30 August 2025

U.S. and Japan at Odds Over Terms of $550 Billion Investment

River Akira Davis

The United States and Japan will announce details of their trade deal later this week, a pact that calls on the Japanese government to make $550 billion in investment available to be directed by President Trump, Commerce Secretary Howard Lutnick said on Monday.

Japan agreed to the investment, which it said would be financed through government-backed loans and guarantees, as part of a trade deal it reached with the United States last month. In exchange, the Trump administration agreed to a 15 percent tariff on Japanese imports, a rate lower than it had previously threatened to impose.

Mr. Lutnick, speaking on Fox News, said the agreement would call for the Japanese money to be “at the hand of Donald Trump, and he can go invest it” in areas that are important to American economic security such as rare earth minerals, semiconductors and antibiotic drugs.

The comments by Mr. Lutnick reiterated the Trump administration’s claim that it will have final say over what kind of projects Japan’s pledged spending will fund. Mr. Trump has also said the United States will receive virtually all the profits from those investments.
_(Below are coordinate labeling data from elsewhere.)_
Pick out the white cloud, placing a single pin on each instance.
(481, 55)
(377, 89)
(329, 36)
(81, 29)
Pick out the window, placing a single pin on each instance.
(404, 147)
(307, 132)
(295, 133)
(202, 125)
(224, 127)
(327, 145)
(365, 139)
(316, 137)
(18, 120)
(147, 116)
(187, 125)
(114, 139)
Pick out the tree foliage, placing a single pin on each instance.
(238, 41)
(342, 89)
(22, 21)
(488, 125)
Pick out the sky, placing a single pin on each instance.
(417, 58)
But Japanese officials have stressed that the investments in the United States will be determined by whether they also benefit Japan. They also maintain that profits are to be allocated according to each side’s committed risk and financial contribution.

Neither government has released documents detailing what they agreed to last month, leaving each side to offer, on certain points, different public explanations of what they agreed to.

The divergence underscores the continuing uncertainty raised by the rollout of Mr. Trump’s trade agenda, which aims to induce companies to return manufacturing to the United States. After raising U.S. tariffs to their highest level in a century, Mr. Trump said he would negotiate individual pacts with dozens of countries. He has so far announced deals with a handful of trading partners, including Japan, South Korea and the European Union. Most remain handshake agreements.